Identità e identità di genere.

Lunghezza

Minimo tre, massimo cinque colonne di foglio protocollo suddiviso a metà.

Struttura

·         Introduzione  in cui si propone l’argomento da trattare, delineandolo nei due termini di identità e identità di genere, soffermandosi brevemente su entrambi.

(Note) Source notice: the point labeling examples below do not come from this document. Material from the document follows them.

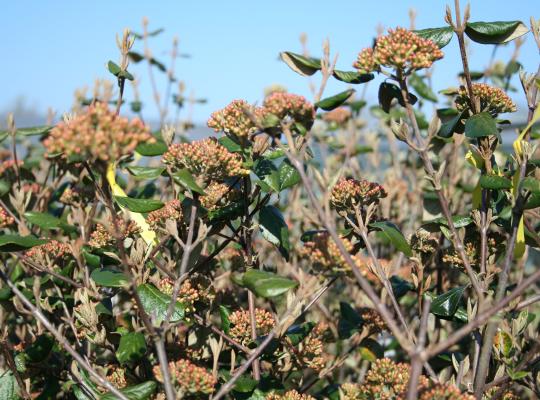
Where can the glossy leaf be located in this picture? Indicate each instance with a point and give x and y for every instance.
(333, 102)
(300, 64)
(274, 229)
(394, 235)
(267, 284)
(480, 125)
(156, 303)
(440, 36)
(446, 304)
(497, 32)
(139, 205)
(142, 391)
(352, 76)
(132, 347)
(495, 182)
(12, 242)
(109, 278)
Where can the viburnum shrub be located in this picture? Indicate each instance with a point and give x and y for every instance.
(311, 248)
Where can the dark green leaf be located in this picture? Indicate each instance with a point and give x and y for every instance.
(422, 88)
(139, 205)
(142, 391)
(395, 236)
(109, 278)
(157, 303)
(333, 102)
(495, 32)
(144, 173)
(132, 347)
(266, 284)
(495, 182)
(300, 64)
(352, 76)
(446, 304)
(481, 125)
(440, 36)
(9, 243)
(274, 229)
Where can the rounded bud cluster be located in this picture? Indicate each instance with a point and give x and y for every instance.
(188, 378)
(338, 116)
(350, 193)
(97, 134)
(5, 219)
(171, 210)
(241, 324)
(52, 250)
(324, 255)
(218, 195)
(290, 395)
(492, 99)
(288, 105)
(102, 237)
(205, 158)
(401, 49)
(234, 119)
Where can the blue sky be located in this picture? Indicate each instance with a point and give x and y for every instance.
(49, 48)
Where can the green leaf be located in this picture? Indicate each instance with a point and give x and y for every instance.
(350, 321)
(152, 149)
(298, 333)
(184, 178)
(274, 229)
(109, 278)
(142, 391)
(422, 88)
(224, 313)
(9, 390)
(47, 221)
(132, 347)
(139, 205)
(156, 303)
(440, 36)
(9, 243)
(495, 182)
(446, 304)
(300, 64)
(497, 32)
(266, 284)
(288, 175)
(352, 76)
(481, 125)
(144, 173)
(395, 236)
(333, 102)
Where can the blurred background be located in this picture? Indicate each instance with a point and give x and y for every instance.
(227, 50)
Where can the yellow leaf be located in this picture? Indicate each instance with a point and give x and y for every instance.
(148, 235)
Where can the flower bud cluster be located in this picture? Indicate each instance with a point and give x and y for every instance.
(5, 219)
(400, 49)
(290, 395)
(205, 158)
(188, 378)
(492, 99)
(97, 134)
(102, 236)
(288, 105)
(241, 324)
(171, 210)
(350, 193)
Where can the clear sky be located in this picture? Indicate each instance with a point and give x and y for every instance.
(50, 48)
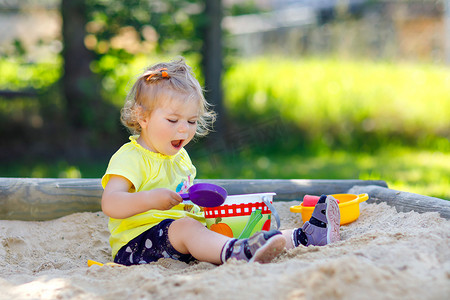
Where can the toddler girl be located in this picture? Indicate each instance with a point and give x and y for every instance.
(148, 221)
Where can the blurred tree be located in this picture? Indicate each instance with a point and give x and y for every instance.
(212, 63)
(80, 86)
(96, 31)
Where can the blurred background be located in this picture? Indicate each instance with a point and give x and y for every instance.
(314, 89)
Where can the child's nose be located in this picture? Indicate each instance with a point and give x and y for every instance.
(183, 127)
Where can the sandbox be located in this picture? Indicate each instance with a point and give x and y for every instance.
(389, 252)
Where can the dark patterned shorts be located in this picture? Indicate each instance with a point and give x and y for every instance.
(150, 246)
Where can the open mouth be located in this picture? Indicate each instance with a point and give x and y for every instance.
(177, 143)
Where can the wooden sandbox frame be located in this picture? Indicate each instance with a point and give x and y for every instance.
(39, 199)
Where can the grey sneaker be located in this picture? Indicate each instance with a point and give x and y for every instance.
(323, 227)
(261, 247)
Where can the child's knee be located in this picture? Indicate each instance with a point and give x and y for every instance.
(186, 223)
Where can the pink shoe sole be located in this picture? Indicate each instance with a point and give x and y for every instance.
(270, 250)
(333, 220)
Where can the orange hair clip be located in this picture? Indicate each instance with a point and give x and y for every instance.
(163, 71)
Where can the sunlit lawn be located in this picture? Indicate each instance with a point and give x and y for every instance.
(422, 172)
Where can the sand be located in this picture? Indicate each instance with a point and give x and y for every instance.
(382, 255)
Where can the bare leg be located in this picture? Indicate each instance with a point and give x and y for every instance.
(190, 236)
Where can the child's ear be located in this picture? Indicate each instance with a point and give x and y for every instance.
(142, 117)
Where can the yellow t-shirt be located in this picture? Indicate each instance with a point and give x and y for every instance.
(147, 170)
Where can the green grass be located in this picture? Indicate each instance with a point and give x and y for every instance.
(334, 119)
(423, 172)
(346, 103)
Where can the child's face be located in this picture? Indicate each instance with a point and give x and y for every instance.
(169, 127)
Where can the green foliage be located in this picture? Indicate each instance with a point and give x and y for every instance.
(19, 75)
(305, 118)
(423, 172)
(352, 105)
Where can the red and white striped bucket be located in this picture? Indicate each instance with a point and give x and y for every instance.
(241, 215)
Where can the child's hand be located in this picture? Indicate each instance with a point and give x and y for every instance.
(164, 199)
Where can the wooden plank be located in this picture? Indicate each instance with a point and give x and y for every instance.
(290, 189)
(404, 201)
(46, 198)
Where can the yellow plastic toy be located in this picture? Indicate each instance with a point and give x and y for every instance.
(93, 262)
(348, 207)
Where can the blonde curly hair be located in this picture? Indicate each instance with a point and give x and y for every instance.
(163, 81)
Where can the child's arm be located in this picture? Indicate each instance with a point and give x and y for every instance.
(119, 203)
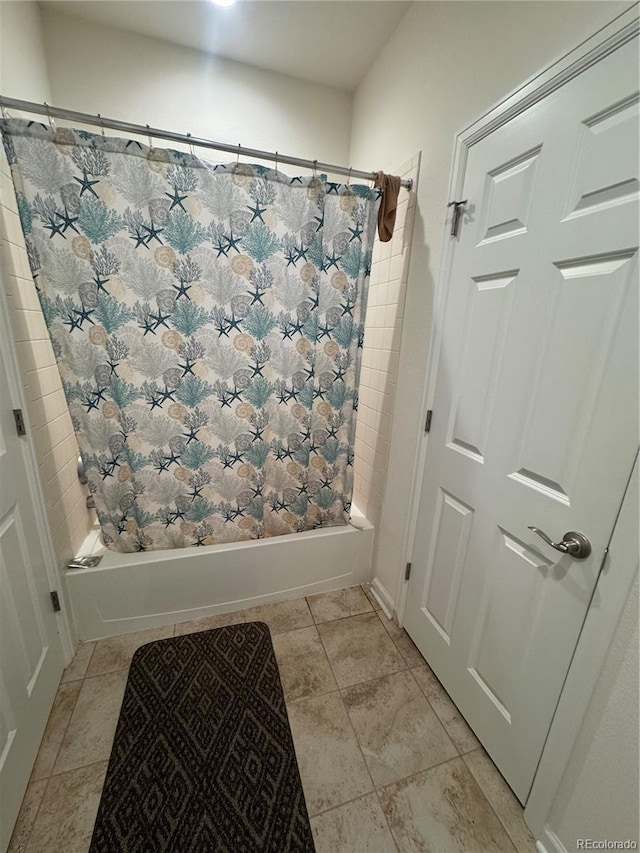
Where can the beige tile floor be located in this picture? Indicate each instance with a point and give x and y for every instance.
(387, 762)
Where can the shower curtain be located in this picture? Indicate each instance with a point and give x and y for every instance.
(207, 321)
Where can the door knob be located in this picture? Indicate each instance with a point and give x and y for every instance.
(575, 544)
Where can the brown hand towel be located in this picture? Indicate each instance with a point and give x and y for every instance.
(388, 205)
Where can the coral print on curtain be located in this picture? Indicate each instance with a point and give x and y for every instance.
(207, 321)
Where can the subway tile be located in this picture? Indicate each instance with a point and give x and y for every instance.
(89, 735)
(77, 669)
(359, 825)
(331, 765)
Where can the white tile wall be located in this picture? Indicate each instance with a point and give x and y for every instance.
(47, 413)
(383, 329)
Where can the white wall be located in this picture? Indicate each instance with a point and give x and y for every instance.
(122, 75)
(23, 74)
(598, 796)
(446, 64)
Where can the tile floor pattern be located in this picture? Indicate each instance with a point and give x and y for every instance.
(387, 762)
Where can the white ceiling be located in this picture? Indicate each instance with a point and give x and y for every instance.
(332, 42)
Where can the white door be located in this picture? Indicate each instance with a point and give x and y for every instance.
(535, 413)
(31, 658)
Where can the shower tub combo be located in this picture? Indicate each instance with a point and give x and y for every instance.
(131, 592)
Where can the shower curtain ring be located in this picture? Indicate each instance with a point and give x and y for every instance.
(51, 122)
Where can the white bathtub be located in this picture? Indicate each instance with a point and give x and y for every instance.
(130, 592)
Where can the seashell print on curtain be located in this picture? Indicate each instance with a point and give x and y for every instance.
(207, 321)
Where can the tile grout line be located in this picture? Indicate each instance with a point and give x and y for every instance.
(466, 751)
(374, 791)
(508, 834)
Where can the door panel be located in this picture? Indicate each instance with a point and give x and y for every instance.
(30, 649)
(535, 407)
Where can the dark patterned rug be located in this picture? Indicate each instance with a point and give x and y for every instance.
(203, 759)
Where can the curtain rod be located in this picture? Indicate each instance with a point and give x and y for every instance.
(145, 130)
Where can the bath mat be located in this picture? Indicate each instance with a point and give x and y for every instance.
(203, 758)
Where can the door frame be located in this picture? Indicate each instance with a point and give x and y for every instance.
(612, 587)
(65, 625)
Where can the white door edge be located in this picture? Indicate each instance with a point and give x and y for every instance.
(597, 632)
(65, 626)
(602, 43)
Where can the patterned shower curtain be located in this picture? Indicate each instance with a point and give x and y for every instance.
(207, 322)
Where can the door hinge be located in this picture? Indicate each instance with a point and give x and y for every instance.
(457, 215)
(20, 424)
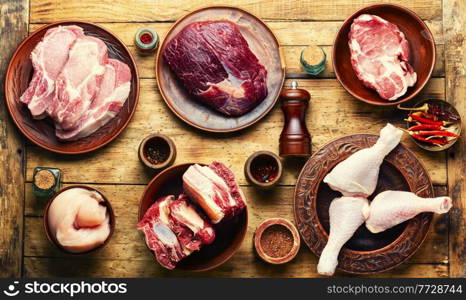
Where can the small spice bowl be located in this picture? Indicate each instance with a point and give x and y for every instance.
(277, 241)
(50, 235)
(443, 112)
(263, 168)
(157, 151)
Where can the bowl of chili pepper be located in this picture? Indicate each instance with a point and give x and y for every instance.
(434, 125)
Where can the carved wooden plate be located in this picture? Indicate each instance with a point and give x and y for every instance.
(263, 44)
(365, 252)
(42, 132)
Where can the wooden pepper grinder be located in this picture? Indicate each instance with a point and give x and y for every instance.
(295, 139)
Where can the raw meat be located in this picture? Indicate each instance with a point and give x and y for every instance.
(215, 190)
(174, 228)
(357, 175)
(213, 61)
(346, 215)
(159, 236)
(380, 55)
(192, 229)
(113, 92)
(78, 82)
(48, 59)
(78, 220)
(391, 208)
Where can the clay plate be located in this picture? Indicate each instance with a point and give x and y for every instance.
(52, 238)
(228, 234)
(262, 42)
(42, 132)
(365, 252)
(421, 43)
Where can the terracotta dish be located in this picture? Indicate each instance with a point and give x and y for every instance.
(228, 235)
(365, 252)
(42, 132)
(52, 238)
(421, 44)
(262, 42)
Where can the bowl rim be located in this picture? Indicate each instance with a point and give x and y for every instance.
(415, 249)
(171, 156)
(111, 214)
(418, 20)
(189, 122)
(250, 159)
(245, 212)
(291, 228)
(44, 145)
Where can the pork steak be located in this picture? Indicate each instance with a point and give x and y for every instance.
(380, 55)
(215, 64)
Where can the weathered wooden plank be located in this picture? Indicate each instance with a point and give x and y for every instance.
(43, 11)
(455, 49)
(333, 113)
(288, 33)
(300, 267)
(13, 28)
(127, 243)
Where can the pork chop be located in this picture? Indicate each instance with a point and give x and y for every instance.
(380, 55)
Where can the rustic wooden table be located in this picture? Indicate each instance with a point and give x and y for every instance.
(115, 169)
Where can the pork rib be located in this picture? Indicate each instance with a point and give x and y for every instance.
(380, 55)
(213, 61)
(48, 59)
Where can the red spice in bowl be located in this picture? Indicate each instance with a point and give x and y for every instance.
(277, 241)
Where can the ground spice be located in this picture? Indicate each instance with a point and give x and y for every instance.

·         Primo sviluppo in cui si deve sintetizzare il concetto basilare espresso nella citazione che riporto di seguito, tratta  da “La Repubblica”, 2016, Umberto Galimberti, Noi, condannati alla solitudine: Abbiamo un vincolo genetico dove in modo ineluttabile è scritta tutta la nostra vicenda biologica. Abbiamo un vincolo morfologico per cui un brutto corpo non ha la stessa sorte di un bel corpo. Abbiamo un vincolo culturale per cui l' esser nati in Occidente non ci consegna allo stesso destino di chi è nato in terre più diseredate. Abbiamo un vincolo familiare da cui dipende la nostra educazione, quando non la nostra cultura che in gran parte decide il nostro futuro. Abbiamo un vincolo psichico per cui traumi ed esperienze della prima infanzia incidono sulla nostra modalità di fare esperienza. Abbiamo infine una nostra visione del mondo che, se da un lato ci consente di orientarci, dall' altro ci limita. Io chiamo tutti questi vincoli "nostra identità" che vedo in grande conflitto con la nostra presunzione di "libertà".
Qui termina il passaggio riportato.